All molecular dynamics simulations were performed using GROMACS 2021.4 [38]. The RNT with the drug molecule complex systems were prepared by minimizing, solvating, and adding ions to each system accordingly with OPLSAA forcefield parameters. The minimization model is performed using the steepest descent, while the water model used for solvating is TIP3P and the ion concentration added is 0.15 M NaCl. The equilibration is conducted through two phases. The first phase is performed using an NVT ensemble, also termed isothermal isochoric, or canonical. The NVT ensemble is used to stabilize the temperature. It is followed by an NPT ensemble to stabilize the pressure. The simulation time was set to 100 ns, while the temperature was set to 37 °C to conform with the physiological conditions. The force field used for this MD simulation is OPLSAA as well. MD trajectories were subjected to root mean square deviation (RMSD) analysis and radial distribution function (RDF) analysis. RMSD and RDF analyses were executed to confirm or validate the molecular behavior observed from the MD trajectories.
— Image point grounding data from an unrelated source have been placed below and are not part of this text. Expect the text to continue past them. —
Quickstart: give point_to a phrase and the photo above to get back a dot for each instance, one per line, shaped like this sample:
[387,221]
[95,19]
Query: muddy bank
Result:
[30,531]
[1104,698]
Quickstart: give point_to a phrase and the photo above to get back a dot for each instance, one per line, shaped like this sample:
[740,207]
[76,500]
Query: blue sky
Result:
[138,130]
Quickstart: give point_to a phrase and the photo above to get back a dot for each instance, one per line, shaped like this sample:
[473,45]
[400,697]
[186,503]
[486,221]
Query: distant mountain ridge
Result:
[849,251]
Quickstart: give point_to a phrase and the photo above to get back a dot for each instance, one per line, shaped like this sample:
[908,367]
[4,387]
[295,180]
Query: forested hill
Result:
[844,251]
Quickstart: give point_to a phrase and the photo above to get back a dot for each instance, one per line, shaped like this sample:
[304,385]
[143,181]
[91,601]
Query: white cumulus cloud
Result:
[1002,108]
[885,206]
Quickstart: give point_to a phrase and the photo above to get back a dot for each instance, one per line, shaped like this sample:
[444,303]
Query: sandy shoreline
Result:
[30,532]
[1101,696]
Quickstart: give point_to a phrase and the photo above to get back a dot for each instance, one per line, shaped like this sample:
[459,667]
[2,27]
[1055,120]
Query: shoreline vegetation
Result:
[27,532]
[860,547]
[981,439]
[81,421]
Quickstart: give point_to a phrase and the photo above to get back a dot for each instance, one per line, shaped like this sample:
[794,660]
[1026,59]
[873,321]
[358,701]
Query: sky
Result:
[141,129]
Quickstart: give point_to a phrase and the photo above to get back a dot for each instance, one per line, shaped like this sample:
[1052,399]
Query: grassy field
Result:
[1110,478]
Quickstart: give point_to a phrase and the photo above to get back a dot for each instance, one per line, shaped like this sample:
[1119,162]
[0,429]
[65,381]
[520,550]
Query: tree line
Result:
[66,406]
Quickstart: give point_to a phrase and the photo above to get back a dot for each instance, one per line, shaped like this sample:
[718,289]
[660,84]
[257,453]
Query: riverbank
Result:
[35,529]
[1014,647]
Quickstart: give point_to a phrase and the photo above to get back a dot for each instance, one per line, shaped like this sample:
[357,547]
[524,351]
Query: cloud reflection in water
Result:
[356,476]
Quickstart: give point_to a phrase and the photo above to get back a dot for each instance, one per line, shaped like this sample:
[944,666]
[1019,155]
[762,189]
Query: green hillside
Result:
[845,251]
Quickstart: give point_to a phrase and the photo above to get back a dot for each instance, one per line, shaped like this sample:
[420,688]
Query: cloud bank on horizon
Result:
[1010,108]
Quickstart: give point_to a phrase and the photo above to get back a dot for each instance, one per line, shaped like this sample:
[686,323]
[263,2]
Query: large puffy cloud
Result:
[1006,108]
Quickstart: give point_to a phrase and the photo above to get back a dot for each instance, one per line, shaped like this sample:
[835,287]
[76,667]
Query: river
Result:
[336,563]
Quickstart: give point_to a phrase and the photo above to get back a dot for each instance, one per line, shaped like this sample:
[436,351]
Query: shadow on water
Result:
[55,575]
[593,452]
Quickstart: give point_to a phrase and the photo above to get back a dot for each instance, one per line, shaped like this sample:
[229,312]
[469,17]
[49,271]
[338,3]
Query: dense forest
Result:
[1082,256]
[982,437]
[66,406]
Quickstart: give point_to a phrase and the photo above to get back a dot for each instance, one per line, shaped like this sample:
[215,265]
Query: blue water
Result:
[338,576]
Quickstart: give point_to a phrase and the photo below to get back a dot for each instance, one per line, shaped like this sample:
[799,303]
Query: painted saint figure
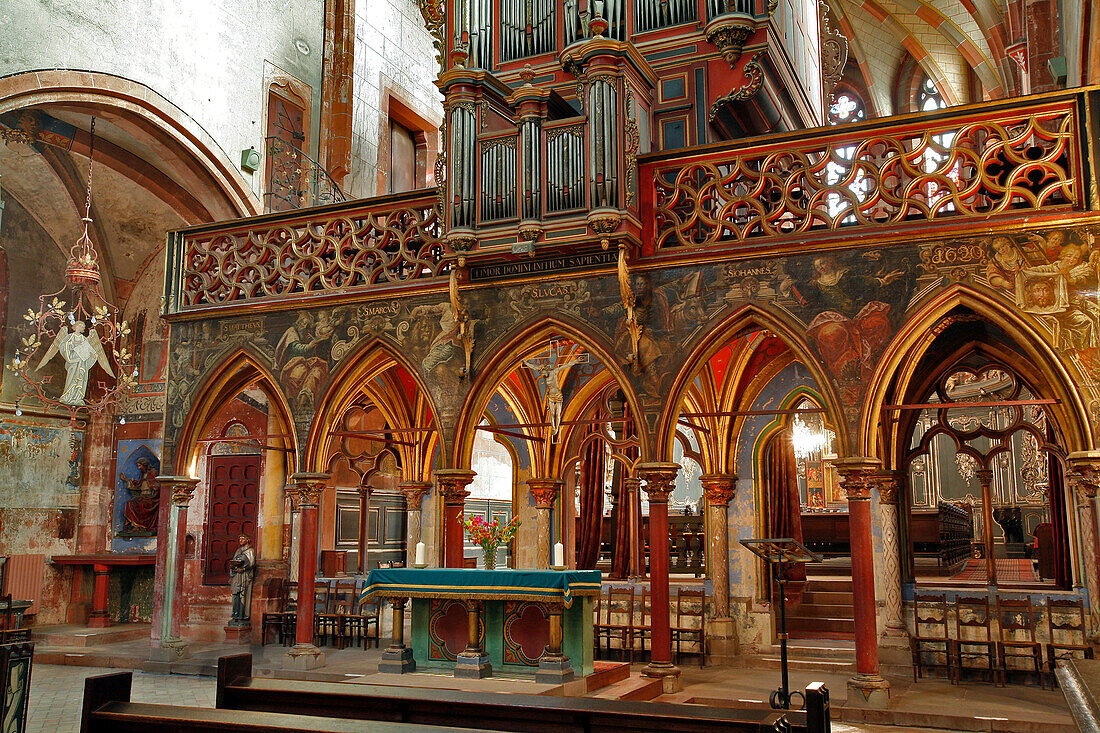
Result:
[140,511]
[80,352]
[241,569]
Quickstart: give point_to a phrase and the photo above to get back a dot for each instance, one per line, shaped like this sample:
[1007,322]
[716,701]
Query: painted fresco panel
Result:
[136,496]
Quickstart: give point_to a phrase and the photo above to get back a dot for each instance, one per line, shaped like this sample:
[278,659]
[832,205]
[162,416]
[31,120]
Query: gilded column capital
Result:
[1084,473]
[888,485]
[309,488]
[182,488]
[452,484]
[718,488]
[415,491]
[857,476]
[545,491]
[660,480]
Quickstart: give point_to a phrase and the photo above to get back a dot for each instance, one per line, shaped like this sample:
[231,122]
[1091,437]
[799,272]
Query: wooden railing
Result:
[975,163]
[371,243]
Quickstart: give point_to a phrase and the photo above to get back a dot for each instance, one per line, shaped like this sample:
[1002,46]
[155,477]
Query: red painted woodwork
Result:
[231,511]
[101,566]
[862,586]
The RMSD analysis was based on the stability of the drug molecule with respect to the RNT. RDF analysis establishes the radial distribution of certain atoms at a distance from the reference atoms. The described atoms are from the PTX molecule, while the reference atoms are from the RNT. Thus, the RDF plot reveals the PTX molecule’s distribution at a distance from the RNT. Each complex system is comprised of one kind of RNT (K1, xK1, iEt-xK1) with a PTX molecule placed in different locations with a total of fifteen (15) complex systems.

4.3. MMPBSA Analysis

MMPBSA analysis was used to estimate the binding free energies of the drug molecules against each type of RNT. The gmx_mmpbsa tool [39] was used for this analysis which uses the obtained MD trajectories from GROMACS. This tool utilizes AmberTools [40] along with GROMACS. The calculation is based on AMBER’s MMPBSA.py [41], thus the topologies for OPLSAA ff in GROMACS format were converted to AMBER format. This conversion is performed simultaneously using parmed [42]. The contemporary approach to calculating the nonpolar solvation energy is not applicable because it results in unrealistic solvation energies for each complex system. The obtained results were tabulated according to each system.